A look at managers' transactions

One of the key areas affecting listed companies is the new regime on notifying and disclosing managers' transactions. The final report clarifies the types of managers' transactions that must be notified and disclosed and the triggers for those disclosures. The obligation to notify and disclose managers' transactions was included in the old regime under the Market Abuse Directive, but the scope has been modified by MAR.

What is the general requirement under MAR?

Pursuant to MAR, persons discharging managerial responsibilities (PDMRs) and persons closely associated with them should notify the issuer and competent authority of every transaction conducted on their own account relating to the shares or debt instruments of that issuer. The issuer is responsible for ensuring that the information is made public, unless national law provides that the competent authority must publicise the information.

Once the transactions executed by a PDMR or a closely associated person within a calendar year cumulatively amount to €5,000 (or €20,000 if a competent authority has decided to increase this threshold in accordance with MAR), every subsequent transaction should be notified regardless of its amount.

We set out below some key points to note regarding managers' transactions in ESMA's final report:

Trading during a closed period

MAR includes restrictions on dealings by PDMRs during closed periods (similar to the current rules in the Listing Rule's Model Code) and notification obligations relating to PDMR dealings (similar to the current requirements in DTR 3). In its final report, ESMA provides technical advice on the types of transactions triggering the notification and disclosure duties and whether any transactions during a closed period are permitted.

MAR provides that a closed period lasts for 30 days before an annual or interim report is to be disclosed by the issuer "according to the rules of the trading venue where the issuer's shares are admitted to trading or according to national law". However, respondents to ESMA's July 2014 consultation noted that it is market practice in the UK for issuers to publish a preliminary announcement of annual results (containing information prescribed by the FCA's Listing Rules) before publishing the year-end report. In some cases, where the preliminary announcement contains inside information, the issuer is obliged to make the preliminary announcement before the year-end report is published (as there may not be sufficient time to prepare the year-end report for publication). Pursuant to the Model Code, the preliminary announcement triggers the end of the closed period as once the inside information has been published, there is no need to need to prohibit dealings. However, despite acknowledging in its final report that such a practice is also common in other markets, ESMA has clarified that preliminary announcements will not end a closed period (unless the Listing Rules are amended to require issuers to make preliminary announcements – at present, listed issuers may make them voluntarily). It will be interesting to see how the FCA approaches this issue when implementing the new MAR regime.

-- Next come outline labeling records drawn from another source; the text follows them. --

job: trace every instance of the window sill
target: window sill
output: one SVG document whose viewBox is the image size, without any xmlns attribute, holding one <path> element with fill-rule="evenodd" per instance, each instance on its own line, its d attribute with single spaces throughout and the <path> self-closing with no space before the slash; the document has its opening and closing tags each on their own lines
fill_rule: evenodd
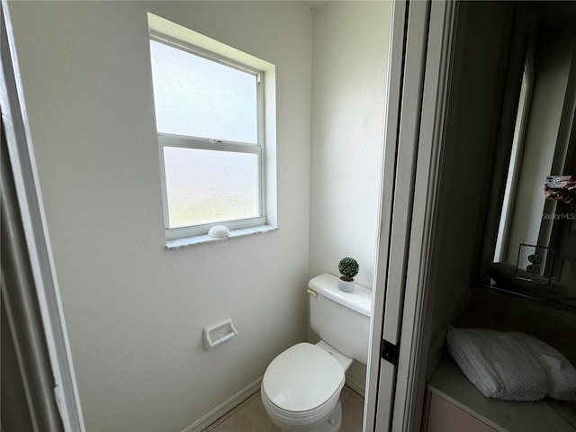
<svg viewBox="0 0 576 432">
<path fill-rule="evenodd" d="M 186 248 L 188 246 L 203 245 L 206 243 L 215 243 L 218 241 L 225 241 L 232 238 L 238 238 L 246 236 L 255 236 L 256 234 L 263 234 L 265 232 L 272 232 L 278 230 L 278 227 L 274 225 L 261 225 L 259 227 L 244 228 L 242 230 L 230 230 L 230 235 L 225 238 L 213 238 L 208 234 L 203 236 L 185 237 L 184 238 L 176 238 L 174 240 L 166 241 L 166 249 L 179 249 L 181 248 Z"/>
</svg>

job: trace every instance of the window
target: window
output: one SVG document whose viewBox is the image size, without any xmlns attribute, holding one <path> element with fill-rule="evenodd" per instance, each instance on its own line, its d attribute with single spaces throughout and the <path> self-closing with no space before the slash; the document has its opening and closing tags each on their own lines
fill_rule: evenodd
<svg viewBox="0 0 576 432">
<path fill-rule="evenodd" d="M 166 28 L 169 22 L 162 21 Z M 264 86 L 272 65 L 225 57 L 219 50 L 239 51 L 192 31 L 200 45 L 150 27 L 166 239 L 204 235 L 215 225 L 266 226 L 266 171 L 275 164 L 266 158 L 265 131 L 272 125 Z M 222 48 L 208 50 L 206 40 Z"/>
</svg>

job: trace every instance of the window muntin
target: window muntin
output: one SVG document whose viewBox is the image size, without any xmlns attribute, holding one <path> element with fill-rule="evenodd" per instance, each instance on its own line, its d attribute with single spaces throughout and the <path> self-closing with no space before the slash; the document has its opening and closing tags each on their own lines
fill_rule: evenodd
<svg viewBox="0 0 576 432">
<path fill-rule="evenodd" d="M 263 73 L 156 37 L 150 53 L 166 238 L 266 224 Z"/>
</svg>

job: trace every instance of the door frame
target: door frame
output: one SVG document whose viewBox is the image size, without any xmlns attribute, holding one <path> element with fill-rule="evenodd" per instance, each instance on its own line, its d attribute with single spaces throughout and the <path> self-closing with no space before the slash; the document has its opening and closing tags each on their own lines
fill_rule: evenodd
<svg viewBox="0 0 576 432">
<path fill-rule="evenodd" d="M 27 417 L 34 430 L 84 432 L 6 0 L 0 3 L 0 27 L 2 147 L 5 144 L 6 150 L 0 189 L 3 217 L 7 216 L 2 220 L 0 284 L 18 369 L 14 372 L 22 377 L 25 394 L 17 414 Z"/>
<path fill-rule="evenodd" d="M 364 431 L 420 427 L 457 3 L 395 2 Z M 382 359 L 384 339 L 396 364 Z"/>
</svg>

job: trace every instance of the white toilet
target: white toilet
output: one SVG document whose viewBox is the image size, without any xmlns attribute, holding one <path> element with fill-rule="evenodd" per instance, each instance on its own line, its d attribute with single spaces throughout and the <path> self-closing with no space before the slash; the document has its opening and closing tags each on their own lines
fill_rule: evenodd
<svg viewBox="0 0 576 432">
<path fill-rule="evenodd" d="M 266 368 L 261 386 L 268 417 L 283 431 L 337 432 L 342 422 L 340 391 L 353 360 L 368 358 L 372 291 L 352 292 L 324 274 L 308 284 L 310 327 L 321 340 L 294 345 Z"/>
</svg>

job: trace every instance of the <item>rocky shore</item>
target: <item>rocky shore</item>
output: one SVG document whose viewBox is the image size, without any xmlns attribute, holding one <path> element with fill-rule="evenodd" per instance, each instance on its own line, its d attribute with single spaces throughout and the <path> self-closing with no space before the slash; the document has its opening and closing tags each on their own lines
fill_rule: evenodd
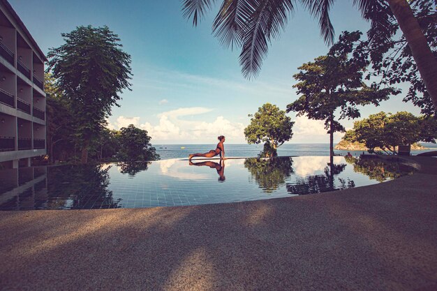
<svg viewBox="0 0 437 291">
<path fill-rule="evenodd" d="M 341 140 L 340 142 L 339 142 L 335 146 L 334 149 L 341 149 L 343 151 L 367 151 L 367 149 L 369 149 L 366 147 L 366 146 L 363 143 L 358 142 L 350 142 L 344 140 Z M 411 144 L 412 151 L 417 151 L 417 150 L 421 150 L 421 149 L 429 149 L 427 147 L 424 147 L 422 144 L 417 144 L 417 143 Z M 380 151 L 380 149 L 379 147 L 377 147 L 375 149 L 375 150 Z"/>
</svg>

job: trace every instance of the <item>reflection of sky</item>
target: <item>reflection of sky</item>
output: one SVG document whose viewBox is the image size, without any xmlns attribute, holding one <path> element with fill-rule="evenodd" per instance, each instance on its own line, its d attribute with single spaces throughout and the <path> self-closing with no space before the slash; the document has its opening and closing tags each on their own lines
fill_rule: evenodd
<svg viewBox="0 0 437 291">
<path fill-rule="evenodd" d="M 29 168 L 3 170 L 0 171 L 0 186 L 2 186 L 3 181 L 10 180 L 16 187 L 19 186 L 19 188 L 14 189 L 13 186 L 12 190 L 5 190 L 3 193 L 0 191 L 0 198 L 3 199 L 3 201 L 0 199 L 0 209 L 16 207 L 17 203 L 22 203 L 25 207 L 32 207 L 31 200 L 35 200 L 35 203 L 39 203 L 40 205 L 49 207 L 54 205 L 53 207 L 64 205 L 63 207 L 68 209 L 73 206 L 77 195 L 74 191 L 72 192 L 71 196 L 64 193 L 63 191 L 65 189 L 63 189 L 62 185 L 64 184 L 73 185 L 77 183 L 77 179 L 92 181 L 96 179 L 101 179 L 101 188 L 77 190 L 82 191 L 81 193 L 93 193 L 95 191 L 96 193 L 105 195 L 111 193 L 114 201 L 121 201 L 119 205 L 122 207 L 193 205 L 289 197 L 292 192 L 288 190 L 287 186 L 291 188 L 293 185 L 303 189 L 313 186 L 326 189 L 326 186 L 333 184 L 334 188 L 338 189 L 348 188 L 349 185 L 357 187 L 378 183 L 362 173 L 355 172 L 353 165 L 346 163 L 344 158 L 341 156 L 334 157 L 334 163 L 346 164 L 346 168 L 340 173 L 336 174 L 331 181 L 329 180 L 329 175 L 325 175 L 324 172 L 329 163 L 329 157 L 294 157 L 292 158 L 294 173 L 288 175 L 289 168 L 275 171 L 276 169 L 265 167 L 263 170 L 257 172 L 256 179 L 251 173 L 250 169 L 245 167 L 245 161 L 244 158 L 225 161 L 225 181 L 218 181 L 220 176 L 214 167 L 191 166 L 189 165 L 188 161 L 179 159 L 152 162 L 149 165 L 147 170 L 140 170 L 133 176 L 121 173 L 121 169 L 116 166 L 116 163 L 101 165 L 102 170 L 108 170 L 108 175 L 105 174 L 102 177 L 82 177 L 80 175 L 69 175 L 68 172 L 65 172 L 69 170 L 69 167 L 64 167 L 63 169 L 65 169 L 65 171 L 62 172 L 63 174 L 57 177 L 55 175 L 57 172 L 59 173 L 61 172 L 55 171 L 55 167 L 50 167 L 47 168 L 47 172 L 52 170 L 53 174 L 47 175 L 47 187 L 45 191 L 34 189 L 34 184 L 39 179 L 45 179 L 45 175 L 32 180 L 32 176 L 29 175 Z M 193 161 L 195 163 L 201 161 Z M 219 160 L 214 161 L 217 163 Z M 41 168 L 45 169 L 43 167 Z M 35 172 L 38 173 L 36 170 Z M 272 181 L 269 176 L 272 174 L 280 182 L 273 181 L 272 183 L 278 184 L 276 185 L 272 184 L 269 188 L 275 190 L 267 193 L 262 185 Z M 22 181 L 28 176 L 31 178 Z M 60 179 L 64 180 L 59 180 Z M 19 183 L 19 180 L 21 183 Z M 82 182 L 82 181 L 77 184 L 84 184 Z M 54 191 L 50 192 L 51 189 L 54 189 L 50 184 L 57 184 L 58 188 Z M 93 183 L 91 184 L 94 185 Z M 290 187 L 290 186 L 292 187 Z M 31 195 L 22 195 L 17 200 L 17 195 L 26 191 Z M 95 194 L 94 193 L 93 195 L 96 196 Z M 90 196 L 87 198 L 91 200 L 87 205 L 94 205 L 92 200 L 96 199 L 95 197 Z M 64 202 L 61 204 L 59 201 Z M 102 204 L 101 200 L 96 200 L 95 204 Z"/>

Excluded transactions under Model Code – now within scope

There are certain transactions which are currently excluded from the scope of the Model Code but which will be caught by the new restrictions under MAR. Respondents to the consultation had pushed for the excluded transactions under MAR to be based on those transactions excluded in the UK's Model Code but this has not been reflected in the final report. Transactions which are not excluded under the MAR regime include the taking up of entitlements under a rights issue, the undertaking to accept, or the acceptance of, a takeover offer, or the receipt of a gift or donation.

Next steps

ESMA has sent its technical advice to the European Commission for consideration. ESMA’s regulatory technical standards regarding MAR are expected to be delivered in July 2015.

The delegated acts should be adopted by the Commission so that they enter into force by July 2016, the same date by which MAR must be implemented in member states (although this is subject to the rights of the European Parliament and Council to object and propose revisions to a delegated act).